Data Management Plan
Data to be collected include qualitative text, images, and reports from news and social media; FGD and SSI audio and transcripts (with audio deleted after accuracy checking); rapid assessment procedure (RAP) sheets; and digital photographs (Thailand only). All data will be stored on a Penta Foundation password-protected shared drive in Italy (news media only), a password-protected project-based cloud storage database in Nigeria, and secure university shared drives in Thailand and the United Kingdom. Only VERDIQual study team members will have access to study data in each country; all staff working on this study have completed up-to-date training in research ethics and information governance.
Team-Based Collaboration
This is a complex study involving multiple qualitative methods across 4 countries. We have established structures and processes to support team-based collaboration, facilitating methodological consistency and rigor. All teams have received standardized training in methods and analysis and use standardized protocols and standard operating procedures in the design and conduct of studies at their site, adapting them for their unique contexts.
Data Analysis
Rapid Analysis
We will adopt an approach developed by the Rapid Research Evaluation and Appraisal Lab, which allows for simultaneous collection, synthesis, and reporting of large amounts of qualitative data in a short time using RAP sheets () []. The RAP sheet is a 2-column data collection and analysis form that (1) facilitates data standardization across study sites over time, (2) is adaptable to rapid changes in study designs and circumstances, (3) triangulates findings from different data sources, and (4) quickly synthesizes the most important findings []. Team members will capture key findings separately from SSIs, FGDs, news and social media analysis, and photovoice, with each row relating to a different SSI, FGD, or photovoice question or theme (in the case of news and social media analysis). There will be separate RAP sheets by method and site, as well as potentially by researcher. RAP sheets will record reflections per method across all participants (ie, no separate RAP sheets for each participant). RAP sheets will not replace in-depth thematic analysis and coding. They will allow us to generate early insights within and across countries, followed by in-depth analysis using an appropriate approach such as reflexive thematic analysis, while allowing us as researchers to provide feedback to key stakeholders at speed, an important consideration during an outbreak.
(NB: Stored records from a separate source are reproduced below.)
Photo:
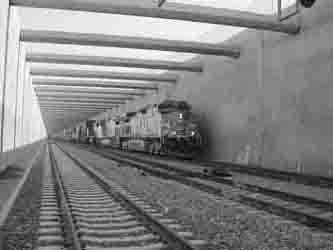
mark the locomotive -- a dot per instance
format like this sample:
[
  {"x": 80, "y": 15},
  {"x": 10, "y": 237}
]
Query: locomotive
[{"x": 169, "y": 128}]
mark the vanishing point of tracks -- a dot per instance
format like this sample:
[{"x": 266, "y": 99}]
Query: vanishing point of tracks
[{"x": 80, "y": 209}]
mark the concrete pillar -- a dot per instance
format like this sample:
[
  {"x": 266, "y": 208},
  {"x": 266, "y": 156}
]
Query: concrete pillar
[
  {"x": 4, "y": 16},
  {"x": 10, "y": 81},
  {"x": 20, "y": 97},
  {"x": 259, "y": 149}
]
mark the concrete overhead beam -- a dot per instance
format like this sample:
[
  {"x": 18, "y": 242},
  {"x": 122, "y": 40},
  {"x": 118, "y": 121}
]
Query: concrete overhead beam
[
  {"x": 80, "y": 97},
  {"x": 181, "y": 12},
  {"x": 47, "y": 109},
  {"x": 112, "y": 62},
  {"x": 78, "y": 105},
  {"x": 103, "y": 74},
  {"x": 101, "y": 40},
  {"x": 97, "y": 84},
  {"x": 79, "y": 100},
  {"x": 79, "y": 91}
]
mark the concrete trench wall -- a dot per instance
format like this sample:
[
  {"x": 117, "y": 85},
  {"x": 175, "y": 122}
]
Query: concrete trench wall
[
  {"x": 21, "y": 118},
  {"x": 286, "y": 124}
]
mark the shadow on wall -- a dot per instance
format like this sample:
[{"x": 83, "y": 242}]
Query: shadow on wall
[{"x": 291, "y": 127}]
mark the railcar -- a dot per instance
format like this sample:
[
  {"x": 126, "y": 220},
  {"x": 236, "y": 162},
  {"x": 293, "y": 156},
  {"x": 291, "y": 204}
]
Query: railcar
[{"x": 169, "y": 128}]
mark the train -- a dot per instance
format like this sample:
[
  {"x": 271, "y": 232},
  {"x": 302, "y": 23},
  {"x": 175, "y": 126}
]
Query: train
[{"x": 168, "y": 128}]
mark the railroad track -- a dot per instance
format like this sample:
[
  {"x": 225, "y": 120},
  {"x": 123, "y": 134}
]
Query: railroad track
[
  {"x": 311, "y": 212},
  {"x": 80, "y": 209}
]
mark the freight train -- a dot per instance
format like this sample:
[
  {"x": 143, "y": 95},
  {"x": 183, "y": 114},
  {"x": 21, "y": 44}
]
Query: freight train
[{"x": 169, "y": 128}]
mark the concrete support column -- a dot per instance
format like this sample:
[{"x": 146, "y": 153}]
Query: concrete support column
[
  {"x": 9, "y": 94},
  {"x": 4, "y": 16},
  {"x": 259, "y": 150},
  {"x": 19, "y": 97}
]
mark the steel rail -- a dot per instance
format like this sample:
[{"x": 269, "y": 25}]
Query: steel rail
[
  {"x": 169, "y": 236},
  {"x": 63, "y": 202},
  {"x": 186, "y": 179}
]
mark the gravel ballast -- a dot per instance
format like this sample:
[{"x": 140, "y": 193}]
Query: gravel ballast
[
  {"x": 20, "y": 229},
  {"x": 224, "y": 223}
]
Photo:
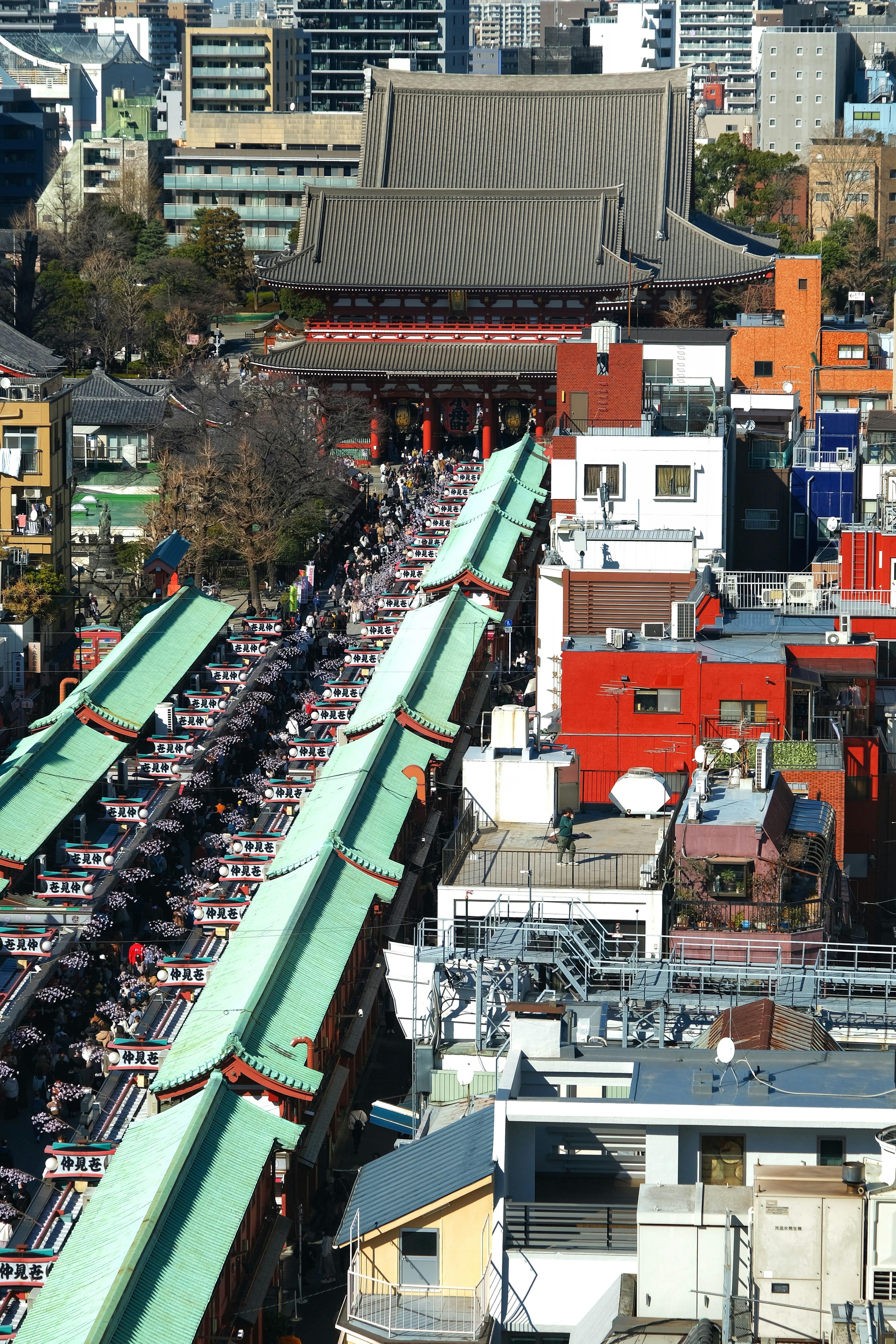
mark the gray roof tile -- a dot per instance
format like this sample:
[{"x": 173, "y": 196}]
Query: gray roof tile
[{"x": 421, "y": 1174}]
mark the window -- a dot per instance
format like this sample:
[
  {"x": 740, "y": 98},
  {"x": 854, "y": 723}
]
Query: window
[
  {"x": 831, "y": 1152},
  {"x": 674, "y": 480},
  {"x": 743, "y": 712},
  {"x": 658, "y": 371},
  {"x": 593, "y": 479},
  {"x": 761, "y": 519},
  {"x": 722, "y": 1160},
  {"x": 658, "y": 702}
]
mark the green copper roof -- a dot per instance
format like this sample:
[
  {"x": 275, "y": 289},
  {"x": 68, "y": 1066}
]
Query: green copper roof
[
  {"x": 426, "y": 663},
  {"x": 150, "y": 660},
  {"x": 279, "y": 974},
  {"x": 45, "y": 777},
  {"x": 490, "y": 526},
  {"x": 143, "y": 1261},
  {"x": 362, "y": 796}
]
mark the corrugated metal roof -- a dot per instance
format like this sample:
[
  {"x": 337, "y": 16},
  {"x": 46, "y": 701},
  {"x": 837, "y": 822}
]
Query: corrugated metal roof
[
  {"x": 146, "y": 1254},
  {"x": 25, "y": 355},
  {"x": 426, "y": 663},
  {"x": 45, "y": 777},
  {"x": 416, "y": 358},
  {"x": 151, "y": 659},
  {"x": 475, "y": 240},
  {"x": 421, "y": 1174}
]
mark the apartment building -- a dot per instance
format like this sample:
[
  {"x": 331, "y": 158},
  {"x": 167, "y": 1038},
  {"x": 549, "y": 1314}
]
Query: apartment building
[
  {"x": 436, "y": 33},
  {"x": 805, "y": 79},
  {"x": 245, "y": 68},
  {"x": 639, "y": 37},
  {"x": 506, "y": 25},
  {"x": 264, "y": 185}
]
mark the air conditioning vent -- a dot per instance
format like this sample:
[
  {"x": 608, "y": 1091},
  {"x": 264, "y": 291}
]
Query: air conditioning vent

RAP sheets will also be used to guide collaborative analysis across countries. Through discussion and review of RAP sheets, we will reach consensus on cross-cutting themes as well as areas of difference. This will inform further in-depth coding and analysis of data from all countries. Initial findings from the rapid and thematic analyses of each dataset will be presented to community partners to allow for member checking.
News Media
News media articles will be analyzed via content analysis at each country level using NVivo qualitative data analysis software (version 14; QSR International Pty Ltd). A preliminary analysis of the Italian news media will be carried out on a selection of newspapers. All articles on mpox published in the selected newspapers between May 1, 2022, and December 31, 2022, will be included.
In Nigeria, all articles on mpox published during the peak periods of mpox outbreaks between May 2017 and December 2023 will be randomly selected from selected media houses. These articles will be reviewed by 2 independent reviewers to identify relevant themes and concepts central to the investigation and generate a codebook for analysis. Dual coding will be conducted until consensus is reached, and all coding will be conducted by 2 researchers.
The UK team will conduct a content analysis of selected articles that were published between May 1 and December 31, 2022 (the rise, peak, and decline of mpox in this context). The UK sample will comprise all relevant articles from the selected sources, published on a single day of the week, following a rotating weekday sampling schedule. Similar to Nigeria, a codebook will be developed by 2 researchers, and dual coding will be conducted until consensus is reached. The remainder of the coding will be carried out by an individual researcher (ST).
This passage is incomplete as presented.